B.投資家目線でのマーケットプレイスの利用の流れ

  • 「プレイヤー2:投資家」はPolymathプラットフォームウォレットの開設にあたって、KYC(本人確認)をまず行う。
  • ②  KYCに際して、KYCプロバイダーがPolymathによって提案される。投資家が例えばブラジル在住であれば、ブラジルの法令に則ったKYCプロバイダー群の提案される。
  • ③ 投資家はKYCプロバイダーを選び取り、KYCを依頼するプロバイダーに対して「POLYトークン」を送付する。その後各種書類をアップロードし、プロバイダーにレビューをしてもらう。
  • ④ KYCプロバイダーはそれらの情報を承認した場合、これらの情報をPolymathの仕組みを使ってハッシュ化し、Polymathのスマートコントラクトに書き込みを要請する。これにてWalletとKYC情報が結びつく形になる。
  • ⑤ Polymathプラットフォーム上での取引は、KYCに依拠し、居住区などの制限が厳密に適応される。(これによりふさわしくない証券の取引を制限することとなる)。
  • ⑥ なお法的に適切な条件で購入した「セキュリティトークン」については、その送信・売買を都度確認し、不適切な投資家に送金できない仕組みにしている。(これにてAML/KYCに依拠した証券運用を可能にする)

まとめ|これによりどんな社会を目指そうとしているか

Polymathはセキュリティトークンの発行をプロトコル〜プラットフォームレベルで援助する仕組みを作っている。また法令遵守に必要なKYCを遵守する仕組みを作り、不当な送金を行えないようにWalletとユーザーを結びつけ、マネー・ロンダリング等を防止する仕組みを作っている。

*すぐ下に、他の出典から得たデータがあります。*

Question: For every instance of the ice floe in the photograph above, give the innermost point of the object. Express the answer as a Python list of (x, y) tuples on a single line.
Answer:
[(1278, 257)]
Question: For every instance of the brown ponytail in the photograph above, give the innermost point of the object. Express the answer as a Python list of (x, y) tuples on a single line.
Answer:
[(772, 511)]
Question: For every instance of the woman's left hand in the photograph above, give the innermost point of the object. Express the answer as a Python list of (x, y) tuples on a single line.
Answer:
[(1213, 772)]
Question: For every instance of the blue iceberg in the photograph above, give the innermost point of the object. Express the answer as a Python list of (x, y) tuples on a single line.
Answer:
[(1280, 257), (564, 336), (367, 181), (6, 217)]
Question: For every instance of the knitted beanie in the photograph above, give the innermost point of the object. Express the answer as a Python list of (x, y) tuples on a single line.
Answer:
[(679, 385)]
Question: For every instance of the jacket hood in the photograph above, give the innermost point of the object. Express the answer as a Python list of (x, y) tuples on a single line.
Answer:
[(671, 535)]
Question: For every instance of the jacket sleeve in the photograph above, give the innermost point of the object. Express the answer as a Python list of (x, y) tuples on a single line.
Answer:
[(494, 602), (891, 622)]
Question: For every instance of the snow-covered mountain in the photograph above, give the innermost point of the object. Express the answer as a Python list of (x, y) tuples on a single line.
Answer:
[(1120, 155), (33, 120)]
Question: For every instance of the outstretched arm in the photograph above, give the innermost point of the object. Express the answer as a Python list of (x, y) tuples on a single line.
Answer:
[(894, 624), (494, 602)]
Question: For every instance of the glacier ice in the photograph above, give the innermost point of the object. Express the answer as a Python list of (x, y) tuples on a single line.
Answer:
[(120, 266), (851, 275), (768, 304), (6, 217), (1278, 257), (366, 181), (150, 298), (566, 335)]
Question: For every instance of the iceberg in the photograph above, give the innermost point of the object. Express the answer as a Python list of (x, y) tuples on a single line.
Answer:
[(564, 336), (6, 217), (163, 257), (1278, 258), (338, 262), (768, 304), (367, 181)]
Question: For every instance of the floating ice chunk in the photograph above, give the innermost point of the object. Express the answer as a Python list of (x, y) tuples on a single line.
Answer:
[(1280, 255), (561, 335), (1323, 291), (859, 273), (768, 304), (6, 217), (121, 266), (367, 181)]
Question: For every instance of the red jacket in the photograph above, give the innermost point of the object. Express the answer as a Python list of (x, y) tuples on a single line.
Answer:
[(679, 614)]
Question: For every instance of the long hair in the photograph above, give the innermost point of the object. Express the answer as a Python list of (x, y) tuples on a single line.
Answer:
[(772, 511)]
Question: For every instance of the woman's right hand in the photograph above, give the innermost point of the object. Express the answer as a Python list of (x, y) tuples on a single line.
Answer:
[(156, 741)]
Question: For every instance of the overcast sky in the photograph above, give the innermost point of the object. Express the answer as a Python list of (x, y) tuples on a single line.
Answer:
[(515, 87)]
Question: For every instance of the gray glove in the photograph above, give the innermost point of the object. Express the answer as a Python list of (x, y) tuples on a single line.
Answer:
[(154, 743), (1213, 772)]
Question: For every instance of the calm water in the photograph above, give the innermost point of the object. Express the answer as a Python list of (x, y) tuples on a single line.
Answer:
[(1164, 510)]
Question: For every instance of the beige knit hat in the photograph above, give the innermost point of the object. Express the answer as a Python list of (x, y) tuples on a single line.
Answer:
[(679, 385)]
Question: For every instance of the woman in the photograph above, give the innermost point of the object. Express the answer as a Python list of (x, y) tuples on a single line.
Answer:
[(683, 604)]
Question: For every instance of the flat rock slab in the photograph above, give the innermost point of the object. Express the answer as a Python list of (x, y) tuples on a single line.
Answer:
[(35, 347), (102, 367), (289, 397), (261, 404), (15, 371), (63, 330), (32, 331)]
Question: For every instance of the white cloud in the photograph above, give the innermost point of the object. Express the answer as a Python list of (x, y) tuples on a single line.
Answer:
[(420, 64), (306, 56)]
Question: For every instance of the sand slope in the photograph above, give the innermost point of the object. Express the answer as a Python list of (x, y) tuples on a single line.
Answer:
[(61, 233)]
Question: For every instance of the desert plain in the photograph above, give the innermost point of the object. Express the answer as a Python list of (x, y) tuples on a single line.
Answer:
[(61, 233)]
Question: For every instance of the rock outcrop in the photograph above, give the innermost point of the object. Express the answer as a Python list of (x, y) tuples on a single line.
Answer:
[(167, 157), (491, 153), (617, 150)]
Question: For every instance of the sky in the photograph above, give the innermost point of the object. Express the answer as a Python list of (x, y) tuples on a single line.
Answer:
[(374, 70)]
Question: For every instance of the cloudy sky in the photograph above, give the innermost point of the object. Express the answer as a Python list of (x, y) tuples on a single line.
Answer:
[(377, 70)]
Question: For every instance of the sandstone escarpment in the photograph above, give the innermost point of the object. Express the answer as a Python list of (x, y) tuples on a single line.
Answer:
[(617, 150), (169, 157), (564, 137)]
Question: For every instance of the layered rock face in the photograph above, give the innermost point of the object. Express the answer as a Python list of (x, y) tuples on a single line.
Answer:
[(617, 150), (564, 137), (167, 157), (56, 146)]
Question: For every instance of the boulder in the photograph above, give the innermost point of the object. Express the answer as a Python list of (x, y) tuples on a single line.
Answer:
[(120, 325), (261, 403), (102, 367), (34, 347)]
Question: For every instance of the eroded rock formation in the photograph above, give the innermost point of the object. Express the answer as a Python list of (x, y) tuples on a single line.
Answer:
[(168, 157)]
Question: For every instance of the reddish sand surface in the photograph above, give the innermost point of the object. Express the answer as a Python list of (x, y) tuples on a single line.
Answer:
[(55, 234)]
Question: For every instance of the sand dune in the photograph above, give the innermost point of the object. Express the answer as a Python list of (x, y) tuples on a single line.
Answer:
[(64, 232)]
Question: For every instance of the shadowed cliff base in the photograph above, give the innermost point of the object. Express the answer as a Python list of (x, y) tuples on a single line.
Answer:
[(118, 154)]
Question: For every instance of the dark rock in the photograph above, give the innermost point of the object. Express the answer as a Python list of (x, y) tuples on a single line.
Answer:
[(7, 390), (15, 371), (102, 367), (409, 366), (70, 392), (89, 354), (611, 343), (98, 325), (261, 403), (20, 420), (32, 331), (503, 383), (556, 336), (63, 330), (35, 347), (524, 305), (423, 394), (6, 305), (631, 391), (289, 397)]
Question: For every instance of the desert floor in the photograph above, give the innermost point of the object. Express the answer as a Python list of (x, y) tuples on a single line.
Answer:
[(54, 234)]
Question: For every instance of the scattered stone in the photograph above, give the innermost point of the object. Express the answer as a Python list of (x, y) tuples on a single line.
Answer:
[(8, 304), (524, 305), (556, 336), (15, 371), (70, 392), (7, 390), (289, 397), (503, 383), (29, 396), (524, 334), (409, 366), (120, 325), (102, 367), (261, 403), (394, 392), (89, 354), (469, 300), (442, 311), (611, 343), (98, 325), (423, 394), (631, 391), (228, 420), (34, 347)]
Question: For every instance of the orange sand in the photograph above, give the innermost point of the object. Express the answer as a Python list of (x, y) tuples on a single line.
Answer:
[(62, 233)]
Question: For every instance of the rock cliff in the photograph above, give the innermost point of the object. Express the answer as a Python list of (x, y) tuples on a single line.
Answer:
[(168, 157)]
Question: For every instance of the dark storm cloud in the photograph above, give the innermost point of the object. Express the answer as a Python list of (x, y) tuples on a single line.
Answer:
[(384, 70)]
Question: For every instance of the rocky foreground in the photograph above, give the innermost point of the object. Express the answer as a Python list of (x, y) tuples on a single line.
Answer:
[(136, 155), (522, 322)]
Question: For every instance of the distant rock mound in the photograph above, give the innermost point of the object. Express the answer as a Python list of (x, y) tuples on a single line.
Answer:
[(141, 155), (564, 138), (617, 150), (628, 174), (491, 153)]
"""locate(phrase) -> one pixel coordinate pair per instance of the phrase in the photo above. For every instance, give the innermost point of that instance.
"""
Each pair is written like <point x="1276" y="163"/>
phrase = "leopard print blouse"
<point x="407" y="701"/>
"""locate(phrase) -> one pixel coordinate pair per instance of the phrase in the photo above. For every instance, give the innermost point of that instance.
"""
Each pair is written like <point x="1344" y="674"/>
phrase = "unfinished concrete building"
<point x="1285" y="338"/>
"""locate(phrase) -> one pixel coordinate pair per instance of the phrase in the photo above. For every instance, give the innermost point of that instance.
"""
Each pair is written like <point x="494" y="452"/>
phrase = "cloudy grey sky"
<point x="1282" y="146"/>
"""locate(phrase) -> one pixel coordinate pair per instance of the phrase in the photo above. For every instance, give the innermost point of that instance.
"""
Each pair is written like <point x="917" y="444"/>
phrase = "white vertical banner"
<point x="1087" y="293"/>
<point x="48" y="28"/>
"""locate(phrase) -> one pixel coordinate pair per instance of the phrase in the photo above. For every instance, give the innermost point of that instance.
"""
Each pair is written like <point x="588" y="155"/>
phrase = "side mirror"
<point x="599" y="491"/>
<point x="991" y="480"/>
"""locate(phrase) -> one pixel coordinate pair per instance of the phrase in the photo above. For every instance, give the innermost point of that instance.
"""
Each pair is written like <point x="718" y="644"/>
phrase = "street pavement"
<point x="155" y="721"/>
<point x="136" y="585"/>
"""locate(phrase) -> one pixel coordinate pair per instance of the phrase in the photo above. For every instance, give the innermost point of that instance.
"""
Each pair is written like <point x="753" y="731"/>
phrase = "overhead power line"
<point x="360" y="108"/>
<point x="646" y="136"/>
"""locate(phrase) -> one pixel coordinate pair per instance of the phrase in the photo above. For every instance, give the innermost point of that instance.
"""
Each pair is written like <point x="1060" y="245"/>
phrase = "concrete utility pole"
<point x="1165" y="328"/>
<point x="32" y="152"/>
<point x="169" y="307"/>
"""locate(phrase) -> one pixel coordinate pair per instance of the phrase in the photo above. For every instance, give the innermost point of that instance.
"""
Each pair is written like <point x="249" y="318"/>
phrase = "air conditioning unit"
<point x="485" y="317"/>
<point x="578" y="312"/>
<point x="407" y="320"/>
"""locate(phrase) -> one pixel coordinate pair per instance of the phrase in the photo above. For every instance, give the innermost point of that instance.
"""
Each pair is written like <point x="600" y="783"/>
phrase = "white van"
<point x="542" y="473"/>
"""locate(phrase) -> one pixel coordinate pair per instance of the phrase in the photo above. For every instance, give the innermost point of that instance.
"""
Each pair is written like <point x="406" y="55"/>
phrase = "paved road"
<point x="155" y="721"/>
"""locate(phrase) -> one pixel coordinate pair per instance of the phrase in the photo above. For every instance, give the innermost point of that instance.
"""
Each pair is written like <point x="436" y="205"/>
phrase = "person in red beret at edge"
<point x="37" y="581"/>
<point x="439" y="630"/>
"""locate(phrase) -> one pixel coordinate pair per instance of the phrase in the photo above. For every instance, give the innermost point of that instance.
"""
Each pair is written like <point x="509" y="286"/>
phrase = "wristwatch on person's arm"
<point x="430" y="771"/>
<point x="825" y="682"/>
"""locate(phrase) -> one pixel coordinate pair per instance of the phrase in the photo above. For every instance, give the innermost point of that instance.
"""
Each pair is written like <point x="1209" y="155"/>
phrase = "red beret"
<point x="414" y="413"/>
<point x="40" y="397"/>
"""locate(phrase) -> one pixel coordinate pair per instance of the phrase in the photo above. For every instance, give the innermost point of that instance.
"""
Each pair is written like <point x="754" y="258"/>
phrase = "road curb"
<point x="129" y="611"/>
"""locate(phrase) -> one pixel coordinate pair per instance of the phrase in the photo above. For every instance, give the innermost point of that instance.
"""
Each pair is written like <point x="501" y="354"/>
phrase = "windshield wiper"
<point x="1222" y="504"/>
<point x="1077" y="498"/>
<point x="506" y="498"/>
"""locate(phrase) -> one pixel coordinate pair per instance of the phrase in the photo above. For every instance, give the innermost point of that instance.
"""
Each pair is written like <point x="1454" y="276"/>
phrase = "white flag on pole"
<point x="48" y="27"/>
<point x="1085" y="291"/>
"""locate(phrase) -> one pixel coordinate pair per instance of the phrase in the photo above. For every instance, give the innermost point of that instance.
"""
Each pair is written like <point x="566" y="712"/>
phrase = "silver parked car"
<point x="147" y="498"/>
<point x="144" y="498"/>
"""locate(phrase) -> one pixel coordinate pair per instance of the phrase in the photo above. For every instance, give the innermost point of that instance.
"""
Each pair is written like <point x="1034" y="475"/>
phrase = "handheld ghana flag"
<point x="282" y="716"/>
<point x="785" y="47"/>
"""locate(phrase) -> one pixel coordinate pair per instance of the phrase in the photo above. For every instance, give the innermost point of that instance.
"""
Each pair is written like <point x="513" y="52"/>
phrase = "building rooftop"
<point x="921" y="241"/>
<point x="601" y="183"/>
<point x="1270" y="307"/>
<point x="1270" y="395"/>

一方で、セキュリティトークンの発行にあたって、開発者・法定代理人といった必要となるプレイヤーが発行者の周りに存在しない場合もある、その不均衡に際してマーケットプレイスというアイディアでそれらの調達の自由を作ろうとしている。

これらの二つの解決策を行うことで、証券発行者を増やすといった資金の流動が高い世界を作るほか、金融機関の仲介による不当に高いコストの削減も同時に目指している。またこれら証券は24時間365取引することができ、資金の流動性をより加速させることが可能になる。Polymathはそういった世界を目指している。